WASHINGTON — Decreasing winter temperatures correspond directly to increasing energy bills as homeowners and renters crank up their thermostats. But there are simple ways to help keep the thermostat - and electric bill - dialed back, according to Washington Municipal Utilities Office Manager Anita Ash.
“The easiest thing, and the cheapest, is light bulbs,” Ash said. “Change out the incandescent bulbs to CFL (compact fluorescent light) bulbs.”
Energy Star rated CFL bulbs use 75 percent less energy and last six to 10 times longer than standard incandescent bulbs, according to a WMU information sheet.
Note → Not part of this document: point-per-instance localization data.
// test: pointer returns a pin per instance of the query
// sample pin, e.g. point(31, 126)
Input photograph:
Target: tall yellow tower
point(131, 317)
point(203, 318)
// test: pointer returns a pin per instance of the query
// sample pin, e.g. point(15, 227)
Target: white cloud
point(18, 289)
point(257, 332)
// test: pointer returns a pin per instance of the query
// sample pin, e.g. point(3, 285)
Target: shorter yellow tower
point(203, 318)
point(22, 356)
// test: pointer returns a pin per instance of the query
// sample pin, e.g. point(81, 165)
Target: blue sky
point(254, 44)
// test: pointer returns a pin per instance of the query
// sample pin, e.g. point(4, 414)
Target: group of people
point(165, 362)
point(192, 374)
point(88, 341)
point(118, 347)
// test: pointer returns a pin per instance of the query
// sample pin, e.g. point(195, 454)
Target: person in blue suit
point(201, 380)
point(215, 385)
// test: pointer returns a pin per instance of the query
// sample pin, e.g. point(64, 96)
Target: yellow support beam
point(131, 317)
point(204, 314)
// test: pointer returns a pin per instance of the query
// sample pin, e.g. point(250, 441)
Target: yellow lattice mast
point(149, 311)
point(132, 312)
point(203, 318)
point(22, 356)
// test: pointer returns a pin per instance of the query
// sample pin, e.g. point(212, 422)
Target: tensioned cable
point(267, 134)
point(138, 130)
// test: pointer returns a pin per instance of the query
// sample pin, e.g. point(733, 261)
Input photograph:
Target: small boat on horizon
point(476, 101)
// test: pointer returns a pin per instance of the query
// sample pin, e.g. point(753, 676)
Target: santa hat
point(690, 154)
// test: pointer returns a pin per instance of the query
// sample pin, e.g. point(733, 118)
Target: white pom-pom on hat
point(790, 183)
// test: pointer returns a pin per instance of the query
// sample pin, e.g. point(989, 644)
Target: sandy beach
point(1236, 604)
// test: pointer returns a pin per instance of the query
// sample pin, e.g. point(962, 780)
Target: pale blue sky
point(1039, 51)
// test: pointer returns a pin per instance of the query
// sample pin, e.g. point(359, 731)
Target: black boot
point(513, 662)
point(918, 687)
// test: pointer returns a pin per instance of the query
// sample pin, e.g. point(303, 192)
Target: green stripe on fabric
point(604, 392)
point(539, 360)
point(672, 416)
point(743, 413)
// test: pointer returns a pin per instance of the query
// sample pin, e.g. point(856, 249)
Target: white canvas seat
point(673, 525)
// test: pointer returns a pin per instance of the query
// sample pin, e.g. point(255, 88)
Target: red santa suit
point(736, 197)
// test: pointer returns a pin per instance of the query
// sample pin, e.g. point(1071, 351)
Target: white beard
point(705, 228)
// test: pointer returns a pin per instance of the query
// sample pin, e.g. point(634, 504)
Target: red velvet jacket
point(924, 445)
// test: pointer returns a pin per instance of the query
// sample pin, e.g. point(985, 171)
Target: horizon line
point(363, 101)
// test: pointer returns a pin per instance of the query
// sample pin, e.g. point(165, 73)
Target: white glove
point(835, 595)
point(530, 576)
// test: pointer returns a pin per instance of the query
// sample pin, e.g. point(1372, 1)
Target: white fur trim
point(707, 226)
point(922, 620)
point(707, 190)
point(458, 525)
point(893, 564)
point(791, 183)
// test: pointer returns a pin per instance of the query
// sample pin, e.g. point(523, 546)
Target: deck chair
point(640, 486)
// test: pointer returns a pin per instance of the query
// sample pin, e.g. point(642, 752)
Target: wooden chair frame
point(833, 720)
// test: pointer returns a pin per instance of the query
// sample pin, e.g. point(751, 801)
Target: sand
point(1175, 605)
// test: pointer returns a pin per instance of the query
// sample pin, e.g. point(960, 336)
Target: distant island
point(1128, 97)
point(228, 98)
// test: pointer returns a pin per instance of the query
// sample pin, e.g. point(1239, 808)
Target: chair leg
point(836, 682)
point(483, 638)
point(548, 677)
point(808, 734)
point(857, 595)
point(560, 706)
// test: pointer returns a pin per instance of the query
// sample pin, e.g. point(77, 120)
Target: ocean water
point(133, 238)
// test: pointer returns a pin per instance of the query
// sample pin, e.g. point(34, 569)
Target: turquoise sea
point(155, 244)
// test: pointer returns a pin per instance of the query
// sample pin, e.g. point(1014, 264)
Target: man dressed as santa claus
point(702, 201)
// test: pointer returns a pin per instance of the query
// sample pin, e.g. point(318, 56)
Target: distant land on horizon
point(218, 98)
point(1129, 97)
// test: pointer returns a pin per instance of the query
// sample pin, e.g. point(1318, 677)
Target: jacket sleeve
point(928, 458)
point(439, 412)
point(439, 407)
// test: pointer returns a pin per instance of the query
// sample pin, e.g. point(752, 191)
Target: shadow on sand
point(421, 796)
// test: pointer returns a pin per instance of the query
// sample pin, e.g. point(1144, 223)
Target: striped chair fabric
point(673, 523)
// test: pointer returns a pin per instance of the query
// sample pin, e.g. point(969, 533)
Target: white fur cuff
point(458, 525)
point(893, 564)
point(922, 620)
Though CFL bulbs cost more initially, Ash said they save an estimated $30 over the bulb’s lifetime.
“The second thing would be a programmable thermostat,” she continued. “People will say ÔI have my furnace on 68.’ But if it’s extremely cold outside, it’s still gonna run.”
If a programmable thermostat is not in the budget, Ash said dialing the thermostat back when no one is home, then back up again only when someone is in the house, will help save money. Also turning the heat down at bedtime, when everyone is tucked in under the covers, is suggested. Setting the thermostat back two degrees around the clock is estimated to save about 5 percent on the heating bill.
“When the sun goes down, close the curtains to keep warm air in,” Ash said.
“When air is dry it takes more energy to heat, so if you use a humidifier that helps.”
She said the energy used by the humidifier isn’t enough to counter its positive effect.
If a resident has gas heat that gets turned off in the winter, she said it’s not effective - or safe - to use space heaters and ovens for heat.
Other tips from WMU include:
* Turn lights, appliances and electronics off when they’re not in use. Unplug power adapters and cell phone chargers when not in use. Ash said these items, and even lamps, continue to pull some electricity when plugged in but not in use.